Zbigniew Izdebski

Criminal Justice Response to Trafficking in Human Beings in Poland


Oprawa: Miękka

Ilość stron: 108

Format: B5

Rok wydania: 2009


The late 1980s and the early 90s were characterized with significant changes on the geopolitical map of Central and Eastern Europe. The period of system transforma­tion in Poland brought not only political changes. Apart from their positive effects, the political and economic changes in our country impoverished a large part of our society. This affected Poles’ standards of living. Economic hardships, growing un­employment, shortage of opportunities of improvement of life, unstable labor market situation, all this made people migrate westwards with hope for better lives. People felt lost in the new circumstances and they were not able to adapt to them; many a man lost their jobs and it was hard for them to find a new one. Poverty causes some pathologies. Among other things, poverty make more and more people leave their country without being aware of the hazards that they may face there. Some of them become victims of trafficking in human beings.
Unaware of the threats related to illegal labor recruitment, without any knowl­edge about the conditions of living and work abroad, especially women are posed at the risk of becoming victims of traffickers in human beings. They are sold and, then, forced to work in sex business, for which they do not receive appropriate remunera­tion. The present problem of trafficking in and smuggling of human beings is, among other things, the result of opened borders of the former communist countries.
Since the early 1990s the problem of trafficking in people has been permanently growing in Poland. Due to its geographical situation, Poland has three functions in the process of trafficking in human beings.
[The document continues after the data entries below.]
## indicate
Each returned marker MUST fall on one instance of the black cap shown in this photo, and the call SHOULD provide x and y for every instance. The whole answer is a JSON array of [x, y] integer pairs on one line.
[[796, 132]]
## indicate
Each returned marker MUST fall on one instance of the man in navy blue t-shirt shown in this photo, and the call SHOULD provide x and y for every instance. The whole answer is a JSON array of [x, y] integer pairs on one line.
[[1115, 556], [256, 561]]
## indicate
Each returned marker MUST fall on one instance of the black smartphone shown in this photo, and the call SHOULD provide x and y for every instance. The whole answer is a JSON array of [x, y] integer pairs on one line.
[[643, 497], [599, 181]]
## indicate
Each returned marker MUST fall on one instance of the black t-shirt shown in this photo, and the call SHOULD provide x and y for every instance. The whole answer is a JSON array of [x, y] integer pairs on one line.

It is the country of origin of the victims, a transit country (people from Eastern Europe are being smuggled across the territory of Poland), and the destination country in the process of trafficking in human beings.
After its accession to the European Union, Poland may take the role of Germany. It will become a buffer country from which people will be distributed all over Eu­rope. Strengthening of the eastern border shall bring the problem underground, and foreigners will be even more „illegal” in Poland.
As a research team from the Institute of Social Pedagogy, Counseling and Social Education Unit, we have been examining the issues of trafficking in human beings for a long time now. Our activities are primarily related with observation of the phenomenon, attempts to describe it, and preventive actions.